Remember that health care is about value, not about actual cost. I know that times are tough, and you have to make sacrifices in order to make ends meet. I'm also fully supportive of making sure that your human family members are taken care of before the furry, feathery, or scaley ones. However, when you're "counting the cost", make sure to look at the ultimate, long-term cost and not just the immediate one. You might find that spending a little money now will save you a lot in the long run.
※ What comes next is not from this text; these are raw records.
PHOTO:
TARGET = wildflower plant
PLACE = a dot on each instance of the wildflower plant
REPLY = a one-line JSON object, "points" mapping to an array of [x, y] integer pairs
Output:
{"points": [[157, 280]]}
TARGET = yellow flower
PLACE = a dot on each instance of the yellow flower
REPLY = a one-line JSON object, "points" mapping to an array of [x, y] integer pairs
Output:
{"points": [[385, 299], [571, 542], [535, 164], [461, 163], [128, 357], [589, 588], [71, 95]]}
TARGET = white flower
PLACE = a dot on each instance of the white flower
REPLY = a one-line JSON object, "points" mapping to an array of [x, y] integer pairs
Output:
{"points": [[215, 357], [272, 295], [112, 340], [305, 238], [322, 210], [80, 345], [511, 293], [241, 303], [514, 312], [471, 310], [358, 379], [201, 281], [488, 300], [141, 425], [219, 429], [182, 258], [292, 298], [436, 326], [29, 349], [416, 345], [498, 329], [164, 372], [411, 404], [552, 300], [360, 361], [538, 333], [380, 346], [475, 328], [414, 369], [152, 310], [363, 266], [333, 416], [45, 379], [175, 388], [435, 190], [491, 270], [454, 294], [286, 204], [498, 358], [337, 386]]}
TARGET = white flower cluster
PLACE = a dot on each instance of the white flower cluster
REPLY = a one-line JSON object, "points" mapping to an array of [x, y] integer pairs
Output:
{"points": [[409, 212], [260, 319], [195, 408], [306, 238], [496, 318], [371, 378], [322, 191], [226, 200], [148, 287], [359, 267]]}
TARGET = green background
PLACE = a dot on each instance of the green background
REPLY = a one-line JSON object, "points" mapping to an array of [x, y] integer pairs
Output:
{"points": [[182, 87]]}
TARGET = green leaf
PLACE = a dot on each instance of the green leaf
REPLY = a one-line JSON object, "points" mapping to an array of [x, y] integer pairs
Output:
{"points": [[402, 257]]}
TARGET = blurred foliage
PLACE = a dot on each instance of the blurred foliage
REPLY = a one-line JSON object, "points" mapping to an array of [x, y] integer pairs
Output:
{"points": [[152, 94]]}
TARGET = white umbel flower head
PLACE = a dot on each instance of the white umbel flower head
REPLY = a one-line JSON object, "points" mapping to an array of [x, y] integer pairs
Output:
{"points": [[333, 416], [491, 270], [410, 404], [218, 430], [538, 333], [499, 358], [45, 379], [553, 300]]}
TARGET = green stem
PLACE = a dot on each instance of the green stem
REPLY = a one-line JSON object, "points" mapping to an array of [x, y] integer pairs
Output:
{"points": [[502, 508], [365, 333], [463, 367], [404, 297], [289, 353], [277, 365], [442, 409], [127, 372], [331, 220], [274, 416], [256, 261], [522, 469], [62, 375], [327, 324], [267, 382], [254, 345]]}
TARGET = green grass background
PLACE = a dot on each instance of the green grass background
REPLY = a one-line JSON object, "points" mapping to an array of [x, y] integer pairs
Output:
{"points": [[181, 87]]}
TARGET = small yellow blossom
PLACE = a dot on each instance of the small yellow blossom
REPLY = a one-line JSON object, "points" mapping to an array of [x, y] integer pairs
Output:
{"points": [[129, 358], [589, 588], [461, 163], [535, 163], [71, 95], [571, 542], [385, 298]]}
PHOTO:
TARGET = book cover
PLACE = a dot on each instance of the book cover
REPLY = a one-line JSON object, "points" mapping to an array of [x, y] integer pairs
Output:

  1. In other words, you do preventive maintenance on your car so that you don't have to make major repairs down the road, and it's the same principle with our pets. Because taking care of our cars is conventional wisdom, people do it without thinking about it. But it has not necessarily been passed down through families that we need to care for our pets' health in the same way we would our own health, or even our cars' health.

  2. DING, DING, DING!!! We have a winner!!

  3. Your points are very well taken!

    I got a great book as a present at Christmas - Speaking for Spot: Be the Advocate Your Dog Needs to Live a Happy, Healthy, Longer Life by Dr. Nancy Kay -

    It has some great information so we can make the most out of all of our veterinary visits and really make good choices for our pets.

    And with today's economy and financial pressures it is even more valuable.